Perhaps most disturbing was the increased hijacking of legitimate domains and legitimate e-mail addresses. When I met with the Cisco team last week, I was reminded that security begins and ends with people–the origin of an e-mail or web attack is a key flag for identifying threats.

It wasn’t all bad news, thankfully. Malware e-mail attachments declined by 50%.

Unfortunately, most security improvements are faster reactions to threats, rather than proactive avoidance. As companies get larger amounts of data from multiple silos, perhaps we’ll see a greater emphasis on identifying potential vulnerabilities, rather than just shutting down obvious threats. Cisco, for example, aggregates the data from their IP, e-mail, and website defense systems to predict new threats.

Highlights below (Full report here):

The overall number of disclosed vulnerabilities grew by 11.5 percent over 2007.Vulnerabilities in virtualization technology nearly tripled from 35 to 103 year over year.

Cisco researchers saw a 90 percent growth in threats originating from legitimate domains, nearly double what was seen in 2007.

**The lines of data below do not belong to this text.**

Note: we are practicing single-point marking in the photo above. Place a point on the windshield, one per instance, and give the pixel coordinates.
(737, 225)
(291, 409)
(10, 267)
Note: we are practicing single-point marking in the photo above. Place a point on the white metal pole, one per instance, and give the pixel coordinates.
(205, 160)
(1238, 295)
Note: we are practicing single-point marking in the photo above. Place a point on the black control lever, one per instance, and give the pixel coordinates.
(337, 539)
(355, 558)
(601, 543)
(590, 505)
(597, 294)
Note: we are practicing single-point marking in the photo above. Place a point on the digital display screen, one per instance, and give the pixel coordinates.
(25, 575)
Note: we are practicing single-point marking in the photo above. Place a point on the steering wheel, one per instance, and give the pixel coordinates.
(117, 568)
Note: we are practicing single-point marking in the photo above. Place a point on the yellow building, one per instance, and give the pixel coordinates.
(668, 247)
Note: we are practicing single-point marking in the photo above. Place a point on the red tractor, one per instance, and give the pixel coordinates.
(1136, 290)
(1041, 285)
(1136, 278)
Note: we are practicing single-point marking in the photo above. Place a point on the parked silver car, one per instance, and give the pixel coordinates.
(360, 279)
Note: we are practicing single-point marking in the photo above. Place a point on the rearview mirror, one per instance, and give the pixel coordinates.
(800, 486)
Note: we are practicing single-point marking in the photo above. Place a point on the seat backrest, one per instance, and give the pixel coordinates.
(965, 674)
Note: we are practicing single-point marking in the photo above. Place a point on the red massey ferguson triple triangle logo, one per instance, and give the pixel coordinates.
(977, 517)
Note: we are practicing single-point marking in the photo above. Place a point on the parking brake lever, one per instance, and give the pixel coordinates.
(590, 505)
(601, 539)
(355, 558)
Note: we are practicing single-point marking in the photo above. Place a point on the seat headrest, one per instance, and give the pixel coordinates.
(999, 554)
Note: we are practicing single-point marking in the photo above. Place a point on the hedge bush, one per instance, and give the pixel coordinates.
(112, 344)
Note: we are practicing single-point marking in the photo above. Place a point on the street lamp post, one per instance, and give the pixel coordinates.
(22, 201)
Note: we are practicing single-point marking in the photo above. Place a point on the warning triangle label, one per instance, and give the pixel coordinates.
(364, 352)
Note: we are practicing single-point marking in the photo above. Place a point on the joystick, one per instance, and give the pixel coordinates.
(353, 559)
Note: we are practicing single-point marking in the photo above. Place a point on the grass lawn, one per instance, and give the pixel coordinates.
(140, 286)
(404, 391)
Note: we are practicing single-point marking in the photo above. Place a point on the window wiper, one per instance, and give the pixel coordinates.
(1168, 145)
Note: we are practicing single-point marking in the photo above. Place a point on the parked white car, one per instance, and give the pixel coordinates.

Spam: According to Cisco, spam accounts for nearly 200 billion messages each day, approximately 90 percent of worldwide e-mail. The United States is the biggest source at 17.2 percent. Other countries who contribute spam include Turkey (9.2 percent), Russia (8 percent), Canada (4.7 percent), Brazil (4.1 percent), India (3.5 percent), Poland (3.4 percent), South Korea (3.3 percent), Germany and the United Kingdom (2.9 percent each).

Botnets: Botnets have become a nexus of criminal activity on the Internet. This year, numerous legitimate Web sites were infected with IFrames, malicious code injected by botnets that redirect visitors to malware-downloading sites.

Reputation hijacking: More online criminals are using real e-mail accounts with large, legitimate Web mail providers to send spam. This “reputation hijacking” offers increased deliverability because it makes spam harder to detect and block. Cisco estimates that in 2008 spam resulting from e-mail reputation hijacking of the top three Web mail providers accounted for less than 1 percent of all spam worldwide but constituted 7.6 percent of the providers’ mail traffic.